Внезапно ей стало холодно. Лошади, как одна, подняли головы и уставились на нее. Поток, казалось, застыл; и тогда Кида услышала собственный голос.
– Кида, – сказал голос, – жизнь твоя кончена. Любовники умерли. Ребенок и отец его похоронены. Ты тоже мертва. Только птица твоя еще поет. О чем поет она? О том, что все завершилось? Красота сгинет внезапно, в любую минуту. Теперь уже в любую минуту – небо, земля, каждый из членов твоих, и глаза, и грудь, и мужская сила, и семя, и кровь, и бутон, и цветок, и пена – все это уйдет от тебя, Кида, потому что все кончено – тебе лишь осталось родить дитя, а там – ты знаешь, что делать.
Она стояла на камнях посреди потока и вглядывалась в свое лицо, отраженное чистой водой. Лицо состарилось, сильно состарилось; бич Внешнего Люда пал на него; только глаза, подобно глазам газели, не желали мириться с пагубой, уже обратившей лицо Киды в руины. Наглядевшись, она сложила руки под сердцем, ибо птица пела, пела, ликуя.
– Все кончено! – взвизгивал клювастый голосок. – Осталось только дождаться дитяти. Все остальное исполнено, у тебя больше нет желаний!
Кида глянула вверх, небо с висящей в нем пустельгой открылось над нею. Сердце стучало, стучало, воздух сгущался, покуда тьма не заволокла ей глаза, а радостный птичий крик меж тем все длился и длился:
– Все кончено! кончено! кончено!
Небо расчистилось. Рядом с Кидой стоял, понурясь, бурый старик. Когда она обернулась к нему, старик поднял голову и отвел ее в хижину, и Кида обессиленно поникла на ложе.
Солнце с луной метались в глазах, гудели, заполняя ее, в голове. Под ними вилась вереница видений: кактусы Нечистых Жилищ вращались вкруг башен Горменгаста, всплывавших выше луны. Лица людей летели к ней: возникая, как точки на бесконечно далеком крае земли, они приближались, и разрастались невыносимо, и сгорали у нее на лице – покойный муж, госпожа Шлакк, Фуксия, Брейгон, Флэй, Графиня, Рантель, Доктор с его плотоядной улыбкой. Что-то прижалось к ее губам. Она различила слова, велевшие ей попить.
– О, отец! – вскричала она.
Старик ласково вжал ее голову в подушку.
– Птица поет, – сказала Кида.
– О чем? – спросил старик.
– От радости за меня. Она счастлива за меня, потому что скоро все кончится – когда я избавлюсь от тягости – я смогу сделать это, отец, когда снова стану порожней.
– И что же ты сделаешь?
Взгляд Киды не отрывался от камышей над ее головой.
– То, что и следует делать, – прошептала она, – с веревкой, с глубокой водой, с клинком… да, или с клинком.
ПРОЩАНИЕ
Много прошло времени, прежде чем Кида окрепла настолько, чтобы сесть на лошадь и отправиться к Нечистым Жилищам.
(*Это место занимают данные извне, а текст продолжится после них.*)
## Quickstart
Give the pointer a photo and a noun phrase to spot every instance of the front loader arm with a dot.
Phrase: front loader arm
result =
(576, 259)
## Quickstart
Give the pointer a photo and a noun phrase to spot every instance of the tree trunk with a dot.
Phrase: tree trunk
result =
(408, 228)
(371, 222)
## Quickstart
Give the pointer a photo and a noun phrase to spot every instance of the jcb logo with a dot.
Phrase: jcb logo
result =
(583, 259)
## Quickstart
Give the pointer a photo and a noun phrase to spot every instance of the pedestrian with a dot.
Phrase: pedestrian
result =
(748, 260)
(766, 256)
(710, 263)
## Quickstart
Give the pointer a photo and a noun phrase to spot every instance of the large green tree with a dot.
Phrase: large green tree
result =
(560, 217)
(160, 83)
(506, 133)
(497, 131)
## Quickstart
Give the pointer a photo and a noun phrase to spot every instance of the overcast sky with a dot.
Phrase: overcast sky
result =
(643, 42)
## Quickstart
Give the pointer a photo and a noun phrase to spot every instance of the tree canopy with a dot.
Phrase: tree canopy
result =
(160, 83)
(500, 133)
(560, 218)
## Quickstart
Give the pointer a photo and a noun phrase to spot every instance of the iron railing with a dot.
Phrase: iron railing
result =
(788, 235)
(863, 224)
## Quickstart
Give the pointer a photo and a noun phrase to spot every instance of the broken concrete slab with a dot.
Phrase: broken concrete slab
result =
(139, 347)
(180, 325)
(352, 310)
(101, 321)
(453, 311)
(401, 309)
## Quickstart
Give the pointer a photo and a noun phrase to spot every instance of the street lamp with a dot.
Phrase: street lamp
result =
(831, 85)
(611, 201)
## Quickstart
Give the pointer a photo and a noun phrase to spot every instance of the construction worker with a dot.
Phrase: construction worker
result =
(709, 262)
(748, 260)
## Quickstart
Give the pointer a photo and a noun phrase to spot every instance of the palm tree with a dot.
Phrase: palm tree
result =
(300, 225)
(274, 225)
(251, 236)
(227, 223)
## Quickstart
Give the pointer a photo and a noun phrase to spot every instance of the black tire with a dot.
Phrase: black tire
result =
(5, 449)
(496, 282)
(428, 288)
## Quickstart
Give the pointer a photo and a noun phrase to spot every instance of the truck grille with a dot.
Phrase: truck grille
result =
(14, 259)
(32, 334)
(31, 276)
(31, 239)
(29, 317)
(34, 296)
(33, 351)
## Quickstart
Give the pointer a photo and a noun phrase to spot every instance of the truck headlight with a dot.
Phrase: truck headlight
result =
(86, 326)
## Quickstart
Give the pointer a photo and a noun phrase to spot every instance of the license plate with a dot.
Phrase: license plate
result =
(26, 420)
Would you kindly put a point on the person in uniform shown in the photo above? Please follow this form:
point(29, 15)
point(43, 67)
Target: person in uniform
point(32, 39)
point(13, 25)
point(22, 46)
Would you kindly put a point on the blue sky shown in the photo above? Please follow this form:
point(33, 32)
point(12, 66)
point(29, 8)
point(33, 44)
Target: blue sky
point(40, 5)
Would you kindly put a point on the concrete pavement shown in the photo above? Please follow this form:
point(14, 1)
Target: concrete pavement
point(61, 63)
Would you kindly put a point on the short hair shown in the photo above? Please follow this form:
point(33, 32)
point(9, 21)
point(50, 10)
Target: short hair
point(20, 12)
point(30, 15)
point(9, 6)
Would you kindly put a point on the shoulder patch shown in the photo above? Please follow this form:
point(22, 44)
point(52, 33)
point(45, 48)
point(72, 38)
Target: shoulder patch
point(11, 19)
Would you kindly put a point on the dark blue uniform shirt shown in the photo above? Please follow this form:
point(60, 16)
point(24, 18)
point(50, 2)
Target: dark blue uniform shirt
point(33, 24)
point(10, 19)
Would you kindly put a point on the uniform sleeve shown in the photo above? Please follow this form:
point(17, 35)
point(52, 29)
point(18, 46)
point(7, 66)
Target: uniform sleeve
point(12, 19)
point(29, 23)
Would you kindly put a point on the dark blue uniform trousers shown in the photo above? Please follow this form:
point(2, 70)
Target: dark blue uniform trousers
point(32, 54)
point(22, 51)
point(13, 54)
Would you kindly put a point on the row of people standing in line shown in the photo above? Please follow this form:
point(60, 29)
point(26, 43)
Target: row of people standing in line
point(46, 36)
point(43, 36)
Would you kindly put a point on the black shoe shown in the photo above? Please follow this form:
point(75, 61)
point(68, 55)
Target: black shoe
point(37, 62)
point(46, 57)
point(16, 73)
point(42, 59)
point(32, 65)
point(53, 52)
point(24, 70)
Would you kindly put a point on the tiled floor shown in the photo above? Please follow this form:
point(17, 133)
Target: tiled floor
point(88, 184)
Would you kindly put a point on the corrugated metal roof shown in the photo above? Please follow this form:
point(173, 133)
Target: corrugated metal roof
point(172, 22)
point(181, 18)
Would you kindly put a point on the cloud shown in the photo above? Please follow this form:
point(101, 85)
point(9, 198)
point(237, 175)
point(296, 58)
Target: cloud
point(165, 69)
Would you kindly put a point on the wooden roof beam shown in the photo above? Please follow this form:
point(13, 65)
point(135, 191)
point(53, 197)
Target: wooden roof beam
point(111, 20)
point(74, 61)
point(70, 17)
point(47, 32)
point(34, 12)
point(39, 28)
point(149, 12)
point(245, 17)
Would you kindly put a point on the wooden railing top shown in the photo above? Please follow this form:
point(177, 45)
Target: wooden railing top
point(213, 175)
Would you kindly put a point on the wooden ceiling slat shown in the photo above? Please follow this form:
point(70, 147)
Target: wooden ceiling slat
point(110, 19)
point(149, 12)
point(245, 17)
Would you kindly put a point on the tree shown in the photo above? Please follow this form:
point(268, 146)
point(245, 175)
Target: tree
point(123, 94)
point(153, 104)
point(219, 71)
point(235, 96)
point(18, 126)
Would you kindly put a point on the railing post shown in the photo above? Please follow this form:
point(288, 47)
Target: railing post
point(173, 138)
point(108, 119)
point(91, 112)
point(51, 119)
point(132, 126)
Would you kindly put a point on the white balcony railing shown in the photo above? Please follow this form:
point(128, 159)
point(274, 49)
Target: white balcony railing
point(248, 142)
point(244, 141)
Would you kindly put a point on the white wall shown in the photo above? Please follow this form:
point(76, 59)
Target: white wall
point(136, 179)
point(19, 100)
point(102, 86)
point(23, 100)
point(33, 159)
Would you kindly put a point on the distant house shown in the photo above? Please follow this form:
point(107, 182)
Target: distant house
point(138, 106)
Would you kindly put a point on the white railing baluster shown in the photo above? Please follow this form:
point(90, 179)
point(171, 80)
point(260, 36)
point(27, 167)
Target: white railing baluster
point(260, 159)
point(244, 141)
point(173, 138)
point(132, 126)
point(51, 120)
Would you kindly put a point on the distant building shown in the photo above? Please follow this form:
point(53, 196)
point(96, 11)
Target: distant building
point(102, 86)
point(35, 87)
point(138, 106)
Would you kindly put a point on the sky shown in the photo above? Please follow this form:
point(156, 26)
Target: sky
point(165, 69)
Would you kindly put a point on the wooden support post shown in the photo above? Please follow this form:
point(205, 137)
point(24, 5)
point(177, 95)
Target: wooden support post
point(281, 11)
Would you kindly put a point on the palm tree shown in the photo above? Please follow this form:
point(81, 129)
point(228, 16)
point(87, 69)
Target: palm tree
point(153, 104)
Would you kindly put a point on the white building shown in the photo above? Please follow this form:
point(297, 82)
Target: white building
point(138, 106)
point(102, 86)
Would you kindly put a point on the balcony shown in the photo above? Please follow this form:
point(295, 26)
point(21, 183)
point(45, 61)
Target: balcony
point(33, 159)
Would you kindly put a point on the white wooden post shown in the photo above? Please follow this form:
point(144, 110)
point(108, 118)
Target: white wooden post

Жар не унимался, и если бы не заботливость, с которой ходил за нею старик, она бы наверное умерла. Много долгих ночей Кида, мечась в бреду, изливала душу в потоках слов, ибо прирожденная скрытность ее не устояла перед мощью расходившегося воображения.
Старик сидел рядом, подперев узловатым кулаком заросший подбородок и не сводя карих глаз с ее дергающегося лица. Он слушал излияния Киды и по кусочкам складывал из них историю ее любовей и страхов. Снимая со лба Киды большой влажный лист, старик заменял его другим, холодным, как лед, очертаниями схожими с подошвой, – он запас их немало для остужения ее чела. Проходила минута-другая и лист согревался на пылающем лбу Киды. Оставляя же больную, старик всякий раз поил ее травяным настоем и потчевал снадобьями, понемногу утишавшими кошмары, что бушевали в ее мозгу, и успокаивавшими кровь.
Дни шли, старик все лучше узнавал ее, безмолвно, как узнают человека хранительные дерева. Ни слова так и не было сказано между ними. Все сколько – нибудь важное, что сообщали они друг дружке, сообщалось в молчании, и, беря старика за руку, Кида лежала и в великой радости вглядывалась в его царственную, тяжелую голову, в бороду, в карие глаза, во всю грубую глыбу его тела.
И однако ж, при всем покое, какой наполнял ее вблизи старика, чувство, что она должна быть среди своих соплеменников, крепло в Киде с каждым минующим мигом.
Лишь спустя долгое время после того, как жар ее спал, старик, хоть он и видел, что нетерпение снедает Киду, разрешил ей встать. Когда она наконец окрепла достаточно для недолгих прогулок в окрестностях хижины, старик стал выводить ее, поддерживая, погулять по поросшим белесым волосом всхолмиям или под ильмами.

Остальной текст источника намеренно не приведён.